Patient Centered Medical Homes: RHIO déjà vu
Regional Health Information Organizations (RHIOs) gained limelight in 2004 when President Bush called for Electronic Health Records for every American by 2014. The primary objective of RHIOs was to create an interoperability and information sharing infrastructure so that 360 degree view or complete medical history of patient’s health records can be made available for healthcare decision making. The desired outcomes were improved quality of care, prevention of clinical errors, elimination of redundant tests or care, prevention of adverse reactions, better care coordination and reduction in healthcare costs. The concept of Patient Centered Medical Homes (PCMHs), also called Medical Homes, goes back to its introduction by the American Academy of Pediatrics in 1967. However this primary care model has gained popularity over last one year as President Obama rolled out healthcare reforms. Patient Centered Medical Home is a care model where primary care physician is responsible for complete care coordination of the patient. Primary care physician collaborates with other physicians and care organizations based on the care needs of the patient and also educate the patient on self-health management. PCMHs share the same goals as RHIOs in terms of improved quality of care, better care coordination, better clinical outcomes and reduced healthcare costs.
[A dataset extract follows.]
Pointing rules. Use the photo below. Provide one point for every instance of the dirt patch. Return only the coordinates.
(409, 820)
Although there is shared objective, the key difference lies in how the RHIOs and PCMH s are organized and operate. RHIOs are collaborative organization of varied composition involving some or all of the organizations like federal agencies, state agencies, non-profit community organizations, hospitals, safety net providers, individual practitioners, pharmacies academia and insurers. PCMH are physician practice associations that follow “Medical Home” care model principles. While RHIOs focus on building an information sharing structure and all the participating providers/insurers have the onus of sharing health information for enhanced quality of care delivery, in PCMH the primary care physicians or a personal physician of the patient carries the responsibility for care coordination and sharing health information across the care team.
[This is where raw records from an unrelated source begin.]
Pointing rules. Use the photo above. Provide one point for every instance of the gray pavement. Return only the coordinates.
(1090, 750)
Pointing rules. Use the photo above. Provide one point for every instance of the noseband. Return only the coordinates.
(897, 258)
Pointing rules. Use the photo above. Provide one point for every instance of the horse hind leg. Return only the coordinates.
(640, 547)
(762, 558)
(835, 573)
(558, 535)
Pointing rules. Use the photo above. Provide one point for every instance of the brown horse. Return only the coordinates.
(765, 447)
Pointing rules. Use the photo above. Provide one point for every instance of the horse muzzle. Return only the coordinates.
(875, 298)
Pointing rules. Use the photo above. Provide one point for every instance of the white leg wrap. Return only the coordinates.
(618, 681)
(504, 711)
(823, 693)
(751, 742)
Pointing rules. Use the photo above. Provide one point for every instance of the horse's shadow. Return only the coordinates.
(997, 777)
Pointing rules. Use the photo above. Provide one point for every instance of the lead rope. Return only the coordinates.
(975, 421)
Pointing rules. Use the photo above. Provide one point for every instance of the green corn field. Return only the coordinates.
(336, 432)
RHIOs have seen limited success. According to a survey of 109 RHIOs produced in 2005 by eHealth Initiative Foundation, top two obstacles to RHIOs were identified as sustainability/ funding and user adoption. Most RHIOs started with an initial grant for demonstration pilots but they lacked sustainable, financially viable business models. There was an unaddressed challenge of inequitable distribution of costs and benefits. While providers had to make large upfront investments in implementation of healthcare IT and development of interoperability infrastructure, financial benefits of improved outcomes and reduced inappropriate care goes to payers. Most of the providers did not have Electronic Medical Record systems and EMR adoption issues were a barrier to their participation in RHIOs. Workflows for unstructured, paper based health records sharing were not planned for in most cases.
Electronic Medical Records system adoption by physician practices has received an impetus from ARRA healthcare IT incentives for Meaningful Use of EMR. However, PCMHs continue to face the very same challenge of inequitable distribution of costs and benefits as did the RHIOs. There is no one clear winner in reimbursement strategies that physicians and payers are willing to embrace. One of the principles in "Joint Principles of the Patient-Centered Medical Home” released in 2007 by leading primary care physician organizations is: “Payment must appropriately recognize the added value provided to patients who have a patient-centered medical home. For instance, payment should reflect the value of work that falls outside of the face-to-face visit, should support adoption and use of health information technology for quality improvement, and should recognize case mix differences in the patient population being treated within the practice.” The commonly used reimbursement models of Fee for Service and Capitation provide no incentives to primary care physicians to make additional IT investments and spend more time and effort in coordinating care. Pay for Performance strategy of payers account for added incentives for demonstrating improved outcomes in certain clinical metrics. But are these incentives adequate to cover the cost of additional responsibilities that Medical Home physician undertakes? It is to be seen if providers and payers can find the winning reimbursement strategy to make PCMHs a great success or will PCMHs go the RHIO way?